Designing an override buffer class is troublesome because basic_streambuf expects direct access to its buffer memory. This prevents you from easily passing I/O requests to a preexisting basic_streambuf. You need to go out on a limb and suppose you know the stream buffer class, and derive from it. (cin and cout are not guaranteed to use basic_filebuf, far as I can tell.) Then, just add virtual overflow and sync. (See ยง27.5.2.4.5/3 and 27.5.2.4.2/7.) Performing the substitution may require additional space so be careful to allocate that ahead of time.
- OR -
Just declare a new endl in your own namespace, or better, a manipulator which isn't called endl at all!
I use function pointers.
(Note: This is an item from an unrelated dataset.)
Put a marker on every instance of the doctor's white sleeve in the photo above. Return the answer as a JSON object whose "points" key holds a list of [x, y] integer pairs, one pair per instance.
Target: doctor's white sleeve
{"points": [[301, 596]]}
It sounds terrifying to people who aren't used to C, but it's a lot more efficient in most cases. Here's an example:
#include <iostream>
class Foo
{
public:
Foo& operator<<(const char* str) { std::cout << str; return *this; }
// If your compiler allows it, you can omit the "fun" from *fun below. It'll make it an anonymous parameter, though...
Foo& operator<<(std::ostream& (*fun)(std::ostream&)) { std::cout << std::endl; }
} foo;
int main(int argc,char **argv)
{
foo << "This is a test!" << std::endl;
return 0;
}
If you really want to you can check for the address of endl to confirm that you aren't getting some OTHER void/void function, but I don't think it's worth it in most cases. I hope that helps.
Instead of attempting to modify the behavior of std::endl, you should probably create a filtering streambuf to do the job. James Kanze has an example showing how to insert a timestamp at the beginning of each output line. It should require only minor modification to change that to whatever prefix you want on each line.
I had the same question, and I thought that Potatoswatter's second answer had merit: "Just declare a new endl in your own namespace, or better, a manipulator which isn't called endl at all!"
So I found out how to write a custom manipulator which is not hard at all:
#include <sstream>
#include <iostream>
class log_t : public std::ostringstream
{
public:
};
std::ostream& custom_endl(std::ostream& out)
{
log_t *log = dynamic_cast<log_t*>(&out);
if (log)
{
std::cout << "custom endl succeeded.\n";
}
out << std::endl;
return out;
}
std::ostream& custom_flush(std::ostream& out)
{
log_t *log = dynamic_cast<log_t*>(&out);
if (log)
{
std::cout << "custom flush succeeded.\n";
}
out << std::flush;
return out;
}
int main(int argc, char **argv)
{
log_t log;
log << "custom endl test" << custom_endl;
log << "custom flush test" << custom_flush;
std::cout << "Contents of log:\n" << log.str() << std::endl;
}
Here's the output:
custom endl succeeded.
custom flush succeeded.
Contents of log:
custom endl test
custom flush test
Here I've created two custom manipulators, one that handles endl and one that handles flush. You can add whatever processing you want to these two functions, since you have a pointer to the log_t object.
You can't change std::endl - as it's name suggests it is a part of the C++ Standard Library and its behaviour is fixed. You need to change the behaviour of the stream itself, when it receives an end of line . Personally, I would not have thought this worth the effort, but if you want to venture into this area I strongly recommend reading the book Standard C++ IOStreams & Locales.